3.2 A REDE: RACIOCÍNIO LÍQUIDO DA CONTEMPORANEIDADE

3.2.3 Tramas da biopolítica: a rede no novo paradigma do poder

Em profundo entrelaçamento com as mudanças de paradigma tecnológico que transcorreram concomitante com a reestruturação do modo de produção capitalista, está a transformação, também, do paradigma do poder. Foucault (2008) já disse que os mecanismos do poder não são fundados em si mesmos, mas, ao contrário, são circularmente a causa e o efeito das relações que compõem uma sociedade, sejam elas de produção, econômicas ou sociais. Assim, torna-se essencial para a análise de transformações globais da sociedade, tentar apreender o que os mecanismos de poder têm de específico em cada momento da história, entendendo os choques, lutas e combates que se desenrolam em determinado contexto histórico, dos quais as táticas de poder fazem parte.

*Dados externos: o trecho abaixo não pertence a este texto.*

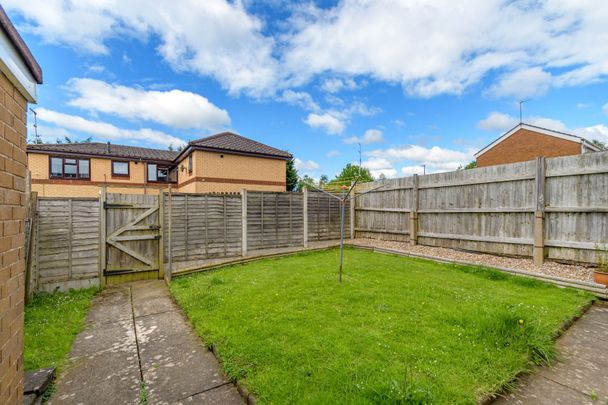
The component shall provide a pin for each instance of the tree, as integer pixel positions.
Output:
(470, 165)
(599, 144)
(353, 172)
(291, 175)
(306, 182)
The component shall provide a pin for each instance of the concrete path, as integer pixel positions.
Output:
(137, 348)
(581, 374)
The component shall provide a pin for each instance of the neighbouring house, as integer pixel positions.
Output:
(221, 163)
(19, 76)
(527, 142)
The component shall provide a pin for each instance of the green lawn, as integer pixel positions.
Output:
(52, 321)
(397, 330)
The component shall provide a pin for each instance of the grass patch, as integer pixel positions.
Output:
(52, 321)
(397, 330)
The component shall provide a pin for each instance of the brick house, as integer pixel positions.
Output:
(225, 162)
(527, 142)
(19, 76)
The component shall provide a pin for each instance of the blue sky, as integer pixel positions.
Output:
(415, 82)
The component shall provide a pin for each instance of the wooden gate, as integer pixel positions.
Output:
(132, 237)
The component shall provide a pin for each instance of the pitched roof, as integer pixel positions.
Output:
(105, 150)
(20, 46)
(541, 130)
(231, 142)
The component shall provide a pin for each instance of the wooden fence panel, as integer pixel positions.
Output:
(384, 214)
(274, 220)
(492, 209)
(577, 206)
(324, 217)
(203, 226)
(66, 243)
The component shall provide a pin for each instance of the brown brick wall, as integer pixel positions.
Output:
(526, 145)
(12, 262)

                                                                                                               

46 Deleuze (1992) se refere a “vida como obra de arte”, como a constituição de modos de existência

ou estilos de vida que nos conformam, “a invenção de uma possibilidade de vida”. O autor defende que são esses os nossos processos de subjetivação ou, como disse Nietzsche “a operação artista da vontade de potência” (DELEUZE, 1992, p.123-124).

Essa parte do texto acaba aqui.